Three of the four kids of my sisters: Mary, Eliza and the youngest Jared aka:punk.
My one and only cousin Coli. I wish I lived closer to this girl. She's awesome. And her husband makes fun of her nose just as much as Jesse makes fun of mine. And her husband is a huge Cowboys fan like Jesse. She's expecting her son Ezekiel in about 10 weeks.
My favorite picture of all. I stood up at the restaurant and took a picture without telling anyone, but somehow my dad saw the opportunity and is the only person posing in this shot. I keep laughing!
I took a few pictures of the West Covina house that has changed so much. I love it!
Front porch...my dad swept the leaves 10 minutes prior to me taking this picture.
Livingroom...
Family room...
She has the silent washer and dryer that I want.
My dads marathon picture.The desk off the kitchen. I don't get my mothers chicken thing...
2 comments:
Ah, you have invoked in me a fair bit of nostalgia, even though I didn't go to your house that much. I always liked your parents, so it's fun to see pictures of them.
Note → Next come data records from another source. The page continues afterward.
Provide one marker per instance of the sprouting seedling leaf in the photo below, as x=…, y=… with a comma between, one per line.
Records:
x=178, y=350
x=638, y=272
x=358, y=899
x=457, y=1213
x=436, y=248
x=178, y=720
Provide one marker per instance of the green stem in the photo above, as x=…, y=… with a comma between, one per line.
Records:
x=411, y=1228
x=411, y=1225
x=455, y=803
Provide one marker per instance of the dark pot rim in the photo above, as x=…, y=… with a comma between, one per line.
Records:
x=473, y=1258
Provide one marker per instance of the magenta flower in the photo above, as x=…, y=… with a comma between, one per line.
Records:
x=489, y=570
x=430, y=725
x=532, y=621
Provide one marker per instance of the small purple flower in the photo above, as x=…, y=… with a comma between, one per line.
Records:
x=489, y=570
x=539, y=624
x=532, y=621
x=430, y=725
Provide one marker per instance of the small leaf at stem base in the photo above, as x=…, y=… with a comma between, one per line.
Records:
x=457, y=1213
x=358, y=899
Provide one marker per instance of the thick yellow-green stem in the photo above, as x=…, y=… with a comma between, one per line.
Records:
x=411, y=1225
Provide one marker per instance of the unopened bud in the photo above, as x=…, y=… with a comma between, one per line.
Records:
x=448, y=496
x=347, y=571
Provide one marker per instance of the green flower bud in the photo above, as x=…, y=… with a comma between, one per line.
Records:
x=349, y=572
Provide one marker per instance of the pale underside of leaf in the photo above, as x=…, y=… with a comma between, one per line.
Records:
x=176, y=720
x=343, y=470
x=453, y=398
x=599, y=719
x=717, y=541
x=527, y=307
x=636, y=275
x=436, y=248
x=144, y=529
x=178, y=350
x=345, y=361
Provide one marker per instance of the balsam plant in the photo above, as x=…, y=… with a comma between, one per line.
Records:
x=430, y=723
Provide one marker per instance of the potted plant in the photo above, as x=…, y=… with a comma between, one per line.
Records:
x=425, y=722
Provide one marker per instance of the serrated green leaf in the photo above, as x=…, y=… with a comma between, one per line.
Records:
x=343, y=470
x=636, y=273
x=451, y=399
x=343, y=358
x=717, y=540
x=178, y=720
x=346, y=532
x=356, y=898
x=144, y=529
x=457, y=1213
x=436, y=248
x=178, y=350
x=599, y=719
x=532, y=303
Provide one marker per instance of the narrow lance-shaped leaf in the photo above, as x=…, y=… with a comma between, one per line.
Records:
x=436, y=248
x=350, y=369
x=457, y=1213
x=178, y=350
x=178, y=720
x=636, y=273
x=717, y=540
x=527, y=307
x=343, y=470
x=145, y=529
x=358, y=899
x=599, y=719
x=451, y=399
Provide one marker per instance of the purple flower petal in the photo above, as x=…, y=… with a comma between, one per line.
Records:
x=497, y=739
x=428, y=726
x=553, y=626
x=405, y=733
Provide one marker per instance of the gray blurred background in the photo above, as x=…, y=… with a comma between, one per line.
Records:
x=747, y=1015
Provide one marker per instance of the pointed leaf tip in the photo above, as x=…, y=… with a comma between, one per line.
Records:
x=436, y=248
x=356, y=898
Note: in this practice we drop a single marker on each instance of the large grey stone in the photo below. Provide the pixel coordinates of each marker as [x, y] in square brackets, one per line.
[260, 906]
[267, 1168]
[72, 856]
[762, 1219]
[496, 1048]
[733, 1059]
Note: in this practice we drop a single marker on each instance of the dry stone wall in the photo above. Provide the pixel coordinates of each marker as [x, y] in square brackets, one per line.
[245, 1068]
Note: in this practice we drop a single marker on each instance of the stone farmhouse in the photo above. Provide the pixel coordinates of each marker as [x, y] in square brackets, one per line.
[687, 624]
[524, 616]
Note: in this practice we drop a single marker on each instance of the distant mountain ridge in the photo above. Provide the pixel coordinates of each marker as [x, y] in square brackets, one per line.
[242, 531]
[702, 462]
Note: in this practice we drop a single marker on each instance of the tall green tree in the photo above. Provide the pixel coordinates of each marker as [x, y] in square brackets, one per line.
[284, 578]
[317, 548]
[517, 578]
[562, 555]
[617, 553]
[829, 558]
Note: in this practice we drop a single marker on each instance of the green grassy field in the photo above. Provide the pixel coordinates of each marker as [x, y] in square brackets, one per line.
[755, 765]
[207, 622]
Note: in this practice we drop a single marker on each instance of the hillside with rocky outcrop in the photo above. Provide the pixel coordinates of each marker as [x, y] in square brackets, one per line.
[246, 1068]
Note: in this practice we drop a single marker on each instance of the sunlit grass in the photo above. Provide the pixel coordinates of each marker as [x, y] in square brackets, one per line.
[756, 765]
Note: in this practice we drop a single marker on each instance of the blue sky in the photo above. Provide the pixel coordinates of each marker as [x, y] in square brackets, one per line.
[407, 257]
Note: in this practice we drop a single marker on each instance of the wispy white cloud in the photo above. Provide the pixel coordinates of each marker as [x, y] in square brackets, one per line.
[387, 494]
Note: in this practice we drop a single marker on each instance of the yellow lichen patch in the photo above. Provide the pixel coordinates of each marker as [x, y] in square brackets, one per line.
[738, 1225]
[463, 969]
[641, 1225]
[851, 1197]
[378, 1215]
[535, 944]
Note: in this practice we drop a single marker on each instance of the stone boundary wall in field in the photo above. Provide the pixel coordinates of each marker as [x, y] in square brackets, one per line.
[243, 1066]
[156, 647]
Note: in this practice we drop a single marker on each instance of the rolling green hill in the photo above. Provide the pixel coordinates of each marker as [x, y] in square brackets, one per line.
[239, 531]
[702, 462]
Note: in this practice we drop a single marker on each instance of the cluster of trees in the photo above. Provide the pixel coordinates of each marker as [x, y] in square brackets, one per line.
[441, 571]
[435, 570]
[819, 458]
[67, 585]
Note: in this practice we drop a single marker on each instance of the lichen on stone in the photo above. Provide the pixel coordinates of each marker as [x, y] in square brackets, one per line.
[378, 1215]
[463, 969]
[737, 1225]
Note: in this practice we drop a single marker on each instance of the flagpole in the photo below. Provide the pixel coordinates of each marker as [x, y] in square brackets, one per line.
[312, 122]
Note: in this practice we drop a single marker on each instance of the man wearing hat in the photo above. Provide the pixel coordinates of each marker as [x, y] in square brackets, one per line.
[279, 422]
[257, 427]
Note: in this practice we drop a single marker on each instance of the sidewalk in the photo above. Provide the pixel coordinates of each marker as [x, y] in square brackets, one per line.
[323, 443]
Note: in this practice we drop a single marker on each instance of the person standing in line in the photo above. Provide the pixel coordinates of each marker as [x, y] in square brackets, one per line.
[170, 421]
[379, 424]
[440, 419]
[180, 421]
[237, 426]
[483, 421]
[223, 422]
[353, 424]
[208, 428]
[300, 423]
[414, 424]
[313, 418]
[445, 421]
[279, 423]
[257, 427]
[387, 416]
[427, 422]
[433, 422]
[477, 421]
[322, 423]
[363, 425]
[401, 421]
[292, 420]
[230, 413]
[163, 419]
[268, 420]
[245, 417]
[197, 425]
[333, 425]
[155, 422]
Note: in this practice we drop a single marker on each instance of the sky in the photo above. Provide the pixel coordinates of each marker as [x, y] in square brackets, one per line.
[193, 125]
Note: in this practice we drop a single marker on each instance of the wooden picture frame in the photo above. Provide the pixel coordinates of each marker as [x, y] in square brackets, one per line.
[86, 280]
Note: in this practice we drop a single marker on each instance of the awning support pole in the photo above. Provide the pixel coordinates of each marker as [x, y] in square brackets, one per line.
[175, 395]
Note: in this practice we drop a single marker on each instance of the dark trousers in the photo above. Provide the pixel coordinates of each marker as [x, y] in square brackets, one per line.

My parents have moved away, to Arizona, so there's no telling if I'll ever get back to Covina. That really makes me sad!
It's a sad thing that family reunions frequently happen around terribly sad events, but at least they do happen, and it provides support for everyone.
I'm glad you're feeling better some... reading this, thinking about my own close grandma, has got me crying a bit, and it's been seven years. So it gets better, but the emotion will always be there. *hugs*
I wish I could give you a hug! It is SO difficult still to even talk about her. Her sister's health started to fail a week after she died. I talk to my family daily and I wish more than anything we lived closer so I could be with them more. Her passing brought me closer to my family and re-bonded us in a way I never thought possible.
On a lighter note, visiting Southern California doesn't make me want to live there again. I like the warm weather, but I like actual seasons more. The people were so cool though. It was awesome to see such diversity and be around the general "laid backness" southern Californians have.